Республика - победительница (ЛП) - Щерек Земовит. Страница 57
Шевская представляет собой популярное в Кракове местечко, там множество пивных и дискотек. Мы побежали туда. Выглядело все ужасно. Кровь на мостовой, оторванные конечности. Трупы, прикрытые синим полицейским брезентом, как раз сносили под стенку. Раненных перевязывали. Все были в шоке. Одни плакали, другие рвали, кто-то кричал в мобильный телефон.
- Украинцы, - повторяла толпа, выглядящая так, словно бы неожиданно протрезвела.

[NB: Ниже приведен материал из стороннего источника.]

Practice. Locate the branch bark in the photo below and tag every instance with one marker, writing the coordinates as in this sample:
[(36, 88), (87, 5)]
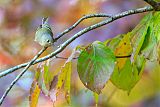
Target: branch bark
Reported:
[(20, 75), (154, 4), (85, 30)]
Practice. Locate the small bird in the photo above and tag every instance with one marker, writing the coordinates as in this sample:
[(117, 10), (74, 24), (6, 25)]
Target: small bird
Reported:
[(44, 34)]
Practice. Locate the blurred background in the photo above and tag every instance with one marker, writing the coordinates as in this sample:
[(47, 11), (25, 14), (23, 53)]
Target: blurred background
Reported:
[(19, 20)]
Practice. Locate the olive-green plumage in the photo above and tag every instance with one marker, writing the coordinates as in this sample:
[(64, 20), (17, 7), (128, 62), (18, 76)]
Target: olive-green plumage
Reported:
[(44, 35)]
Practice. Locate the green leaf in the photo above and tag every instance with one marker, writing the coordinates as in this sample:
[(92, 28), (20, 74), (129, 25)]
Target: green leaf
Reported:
[(95, 66), (127, 77), (123, 48), (67, 84), (145, 37)]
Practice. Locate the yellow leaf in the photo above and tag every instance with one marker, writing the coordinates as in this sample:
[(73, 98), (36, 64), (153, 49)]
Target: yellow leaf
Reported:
[(124, 48)]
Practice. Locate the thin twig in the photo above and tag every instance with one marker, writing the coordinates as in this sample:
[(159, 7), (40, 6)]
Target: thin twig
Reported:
[(20, 75), (154, 4), (80, 20), (77, 57), (85, 30)]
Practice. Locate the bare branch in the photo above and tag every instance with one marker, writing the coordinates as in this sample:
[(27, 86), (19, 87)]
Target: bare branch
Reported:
[(154, 4), (20, 75), (80, 20), (85, 30)]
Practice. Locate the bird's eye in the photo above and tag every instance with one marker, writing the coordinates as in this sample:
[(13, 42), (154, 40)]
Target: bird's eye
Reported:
[(48, 41)]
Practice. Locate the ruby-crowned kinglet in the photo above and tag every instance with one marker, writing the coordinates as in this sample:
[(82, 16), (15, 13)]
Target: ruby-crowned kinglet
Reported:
[(44, 35)]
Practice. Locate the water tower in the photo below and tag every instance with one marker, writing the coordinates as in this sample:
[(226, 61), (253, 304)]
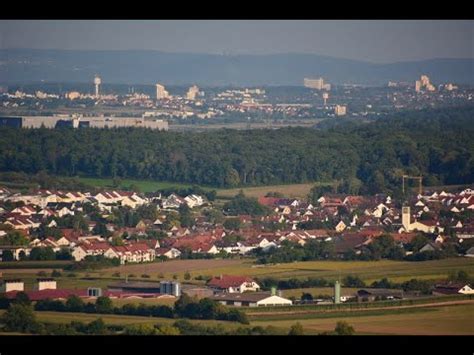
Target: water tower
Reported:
[(337, 292), (97, 82)]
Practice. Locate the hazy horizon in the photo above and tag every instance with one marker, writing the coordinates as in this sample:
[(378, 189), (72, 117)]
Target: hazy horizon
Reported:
[(374, 41)]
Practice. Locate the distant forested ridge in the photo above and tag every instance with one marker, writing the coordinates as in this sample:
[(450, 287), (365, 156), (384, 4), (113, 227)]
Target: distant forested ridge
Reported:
[(435, 143), (148, 67)]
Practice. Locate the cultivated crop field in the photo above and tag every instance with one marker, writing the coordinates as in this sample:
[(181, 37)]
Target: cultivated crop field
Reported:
[(367, 270)]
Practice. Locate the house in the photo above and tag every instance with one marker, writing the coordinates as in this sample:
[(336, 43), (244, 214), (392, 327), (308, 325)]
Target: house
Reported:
[(254, 299), (194, 201), (340, 226), (17, 251), (27, 210), (131, 253), (430, 246), (170, 253), (470, 252), (22, 222), (453, 289), (233, 284), (12, 285), (173, 201)]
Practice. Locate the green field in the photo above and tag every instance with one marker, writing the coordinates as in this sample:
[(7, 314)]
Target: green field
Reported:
[(143, 185), (112, 319), (290, 190), (369, 271), (445, 320)]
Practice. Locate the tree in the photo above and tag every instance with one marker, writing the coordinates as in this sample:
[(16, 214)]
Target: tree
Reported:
[(140, 329), (7, 255), (168, 330), (74, 304), (14, 237), (19, 318), (104, 304), (39, 253), (232, 223), (343, 328), (22, 298), (296, 329)]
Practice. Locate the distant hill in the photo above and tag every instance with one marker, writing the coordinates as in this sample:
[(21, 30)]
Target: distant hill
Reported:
[(149, 67)]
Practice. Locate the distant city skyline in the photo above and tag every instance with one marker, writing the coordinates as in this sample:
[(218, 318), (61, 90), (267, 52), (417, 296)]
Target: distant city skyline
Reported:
[(381, 41)]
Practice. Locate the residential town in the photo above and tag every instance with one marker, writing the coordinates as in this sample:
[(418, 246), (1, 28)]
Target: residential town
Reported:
[(350, 222)]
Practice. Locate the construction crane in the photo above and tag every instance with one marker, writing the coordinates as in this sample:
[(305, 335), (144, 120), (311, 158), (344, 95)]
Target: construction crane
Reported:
[(419, 178)]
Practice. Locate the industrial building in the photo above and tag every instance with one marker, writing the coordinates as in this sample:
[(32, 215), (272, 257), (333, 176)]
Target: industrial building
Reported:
[(317, 84), (78, 122)]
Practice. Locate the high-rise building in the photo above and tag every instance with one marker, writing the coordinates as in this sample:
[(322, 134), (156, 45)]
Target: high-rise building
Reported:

Сандомир – обалденный город. Из кракова к нему ведет двухполосное шоссе, построенное еще в сороковых годах, так что сейчас оно в среднем состоянии. Вокруг обновленного старого города растянулись модернистские, выкрашенные в белый цвет кварталы. Древний польский город обрел вторую жизнь. Точно так же дело обстоит и с Завихостом, который – наряду с Сандомиром и Казимиром на Висле – стал жемчужиной центральной Польши. Она тоже белоснежная, модернистская, но замечательно вписанная в пейзаж и очень уютная: довольно-таки узкие улочки спускаются вниз по речному скосу, то тут, то там расширяясь в небольшие площади с кафешками. Это вовсе не копирование Италии, скорее – совершенно новое качество в данной части Европы. Завихост и Сандомир – это одни из тех мест, которыми Польша явно должна гордиться.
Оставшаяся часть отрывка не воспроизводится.